Until now, it was unclear how the development of climate and CO2 during this period were related. Recent climate model studies have suggested that warm climate is more sensitive to CO2 changes than a cold climate. This could be of particular importance to our future climate as CO2 increases and the Earth continues to warm. In the new study, this has now been extensively tested for the first time by scientists from the GEOMAR Helmholtz Centre for Ocean Research in Kiel, Germany, and the Universities of Southampton, Cardiff University, the Open University, the University of Bristol and the University of California.
From surface water acidity (pH) and estimates of the calcite saturation state of the ocean, the authors calculated how atmospheric CO2 evolved through the Eocene. The data used was obtained by studying the boron isotope composition of fossil shells of ancient marine plankton deposited on the seafloor during the Eocene. It was collected on expeditions by the International Ocean Discovery Program (www.iodp.org).
The novel CO2 record provides a new and comprehensive view of Eocene climate evolution, and gives strong evidence for a link between CO2 levels and the warm climate state. It reveals how volcanism, weathering of rocks, and burial of organic material influence the natural concentration of CO2 and hence climate. By comparing this new CO2 record with information on how the climate cooled the study also reveals that Earth is more sensitive to CO2 change during the early parts of the Eocene when the climate was at its warmest.

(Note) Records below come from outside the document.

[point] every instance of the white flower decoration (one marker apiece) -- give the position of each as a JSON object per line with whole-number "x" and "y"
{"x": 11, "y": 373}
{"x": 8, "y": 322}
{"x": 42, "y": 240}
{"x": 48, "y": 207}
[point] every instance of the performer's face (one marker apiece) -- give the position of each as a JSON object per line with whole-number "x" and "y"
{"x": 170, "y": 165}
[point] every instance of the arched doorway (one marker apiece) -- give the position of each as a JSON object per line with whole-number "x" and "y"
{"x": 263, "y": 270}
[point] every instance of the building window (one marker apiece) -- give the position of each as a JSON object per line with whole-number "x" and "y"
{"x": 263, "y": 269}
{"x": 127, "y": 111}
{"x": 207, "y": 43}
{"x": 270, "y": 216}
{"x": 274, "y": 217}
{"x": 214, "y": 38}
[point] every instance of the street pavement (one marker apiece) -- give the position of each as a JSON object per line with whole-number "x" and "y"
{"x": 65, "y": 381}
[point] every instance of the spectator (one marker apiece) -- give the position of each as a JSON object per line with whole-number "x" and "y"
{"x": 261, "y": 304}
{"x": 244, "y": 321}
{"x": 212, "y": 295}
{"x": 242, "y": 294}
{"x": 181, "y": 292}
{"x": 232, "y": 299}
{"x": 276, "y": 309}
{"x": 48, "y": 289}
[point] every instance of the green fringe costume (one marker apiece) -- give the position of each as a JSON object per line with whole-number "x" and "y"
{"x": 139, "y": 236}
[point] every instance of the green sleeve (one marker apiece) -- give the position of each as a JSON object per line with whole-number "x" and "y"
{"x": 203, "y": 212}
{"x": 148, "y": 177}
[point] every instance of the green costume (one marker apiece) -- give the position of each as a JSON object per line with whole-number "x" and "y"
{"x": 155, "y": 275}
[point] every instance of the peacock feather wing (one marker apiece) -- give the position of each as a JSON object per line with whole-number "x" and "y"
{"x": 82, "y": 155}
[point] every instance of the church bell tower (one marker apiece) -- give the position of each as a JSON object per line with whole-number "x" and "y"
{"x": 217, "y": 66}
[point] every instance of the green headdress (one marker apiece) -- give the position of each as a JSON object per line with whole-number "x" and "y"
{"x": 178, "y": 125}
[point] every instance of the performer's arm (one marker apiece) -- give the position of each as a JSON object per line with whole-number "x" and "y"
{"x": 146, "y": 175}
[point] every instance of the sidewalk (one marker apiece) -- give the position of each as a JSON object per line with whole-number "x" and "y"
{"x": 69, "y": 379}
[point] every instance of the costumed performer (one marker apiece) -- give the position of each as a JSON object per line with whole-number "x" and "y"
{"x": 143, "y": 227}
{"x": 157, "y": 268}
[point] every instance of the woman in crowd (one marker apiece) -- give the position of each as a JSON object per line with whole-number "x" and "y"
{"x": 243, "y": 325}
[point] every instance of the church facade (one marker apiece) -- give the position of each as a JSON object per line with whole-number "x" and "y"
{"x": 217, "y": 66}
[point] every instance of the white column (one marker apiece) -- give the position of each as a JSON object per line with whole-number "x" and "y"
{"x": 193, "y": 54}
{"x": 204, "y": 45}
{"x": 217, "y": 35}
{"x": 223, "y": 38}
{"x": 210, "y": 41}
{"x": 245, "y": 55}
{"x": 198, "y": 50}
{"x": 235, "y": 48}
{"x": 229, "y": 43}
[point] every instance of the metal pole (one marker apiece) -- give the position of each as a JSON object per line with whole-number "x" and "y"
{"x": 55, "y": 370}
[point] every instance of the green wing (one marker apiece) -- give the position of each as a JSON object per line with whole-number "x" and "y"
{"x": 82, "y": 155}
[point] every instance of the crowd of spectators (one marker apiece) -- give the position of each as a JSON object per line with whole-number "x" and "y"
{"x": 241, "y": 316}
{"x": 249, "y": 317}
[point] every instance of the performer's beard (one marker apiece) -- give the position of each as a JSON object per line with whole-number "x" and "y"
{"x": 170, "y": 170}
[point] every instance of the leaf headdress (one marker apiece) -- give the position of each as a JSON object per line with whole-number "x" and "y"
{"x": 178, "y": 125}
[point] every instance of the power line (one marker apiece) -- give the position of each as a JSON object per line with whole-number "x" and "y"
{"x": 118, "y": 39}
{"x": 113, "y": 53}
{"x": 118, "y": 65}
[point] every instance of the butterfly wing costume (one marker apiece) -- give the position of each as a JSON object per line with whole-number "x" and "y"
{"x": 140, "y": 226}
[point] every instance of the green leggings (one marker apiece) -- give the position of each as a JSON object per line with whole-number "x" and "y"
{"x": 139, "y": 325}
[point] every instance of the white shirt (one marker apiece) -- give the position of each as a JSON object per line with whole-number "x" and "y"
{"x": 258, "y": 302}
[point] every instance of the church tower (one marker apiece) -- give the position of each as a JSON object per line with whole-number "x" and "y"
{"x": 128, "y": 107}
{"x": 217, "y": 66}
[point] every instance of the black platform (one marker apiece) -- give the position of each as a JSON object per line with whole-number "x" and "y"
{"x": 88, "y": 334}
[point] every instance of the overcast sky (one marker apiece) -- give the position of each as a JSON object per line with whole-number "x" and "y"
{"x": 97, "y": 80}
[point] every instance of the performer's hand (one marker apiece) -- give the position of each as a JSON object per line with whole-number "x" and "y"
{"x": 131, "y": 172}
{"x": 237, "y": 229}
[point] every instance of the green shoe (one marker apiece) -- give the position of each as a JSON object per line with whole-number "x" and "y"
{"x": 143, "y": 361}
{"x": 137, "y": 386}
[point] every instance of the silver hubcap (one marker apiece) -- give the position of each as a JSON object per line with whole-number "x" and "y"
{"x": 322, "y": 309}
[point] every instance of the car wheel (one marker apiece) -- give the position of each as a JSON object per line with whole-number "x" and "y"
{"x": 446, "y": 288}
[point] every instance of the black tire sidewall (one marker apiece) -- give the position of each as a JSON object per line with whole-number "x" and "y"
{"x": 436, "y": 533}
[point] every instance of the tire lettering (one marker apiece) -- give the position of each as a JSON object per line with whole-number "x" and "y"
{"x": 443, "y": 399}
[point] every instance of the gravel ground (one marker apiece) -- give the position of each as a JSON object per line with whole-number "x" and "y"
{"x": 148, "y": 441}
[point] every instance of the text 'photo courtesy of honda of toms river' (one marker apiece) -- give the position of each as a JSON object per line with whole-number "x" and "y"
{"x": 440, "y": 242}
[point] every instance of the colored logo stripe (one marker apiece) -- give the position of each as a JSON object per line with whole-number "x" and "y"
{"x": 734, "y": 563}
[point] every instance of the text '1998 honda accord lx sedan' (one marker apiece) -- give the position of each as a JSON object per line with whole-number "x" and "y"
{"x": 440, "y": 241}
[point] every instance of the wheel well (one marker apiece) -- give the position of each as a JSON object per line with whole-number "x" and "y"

"This work was carried out using the mass spectrometers and clean labs housed in the Geochemistry Group in the School of Ocean and Earth Sciences," said Dr Tali Babila, post-doctoral researcher from the University of Southampton and co-author of the study. "It's only by using this world-leading kit that we can measure the tiny amounts of boron in the foraminifera to the required precision.
"Now that we have demonstrated that the climate is more sensitive when it is warm, like it was during the Eocene, the next step is to work out why this is and make sure this behaviour is well represented in the climate models that are used to predict our future climate," Dr Babila continued.
Professor Gavin Foster, Professor of Isotope Geochemistry in Ocean and Earth Science at Southampton added: "These methods really allow us to get a unique insight into not only how the climate system varied in the past, but why. Indeed, it's this ability to accurately reconstruct atmospheric CO2 in the past that means we can determine climate sensitivity millions of years ago, providing a powerful test of the understanding that is encapsulated in the state-of-the-art climate models that are key to predicting our future warmth."
The study, Proxy evidence for state-dependence of climate sensitivity in the Eocene greenhouse – which also involved Dr Thomas Chalk from the University of Southampton and mainly funded by the Natural Environment Research Council (NERC) – is published in Nature Communication.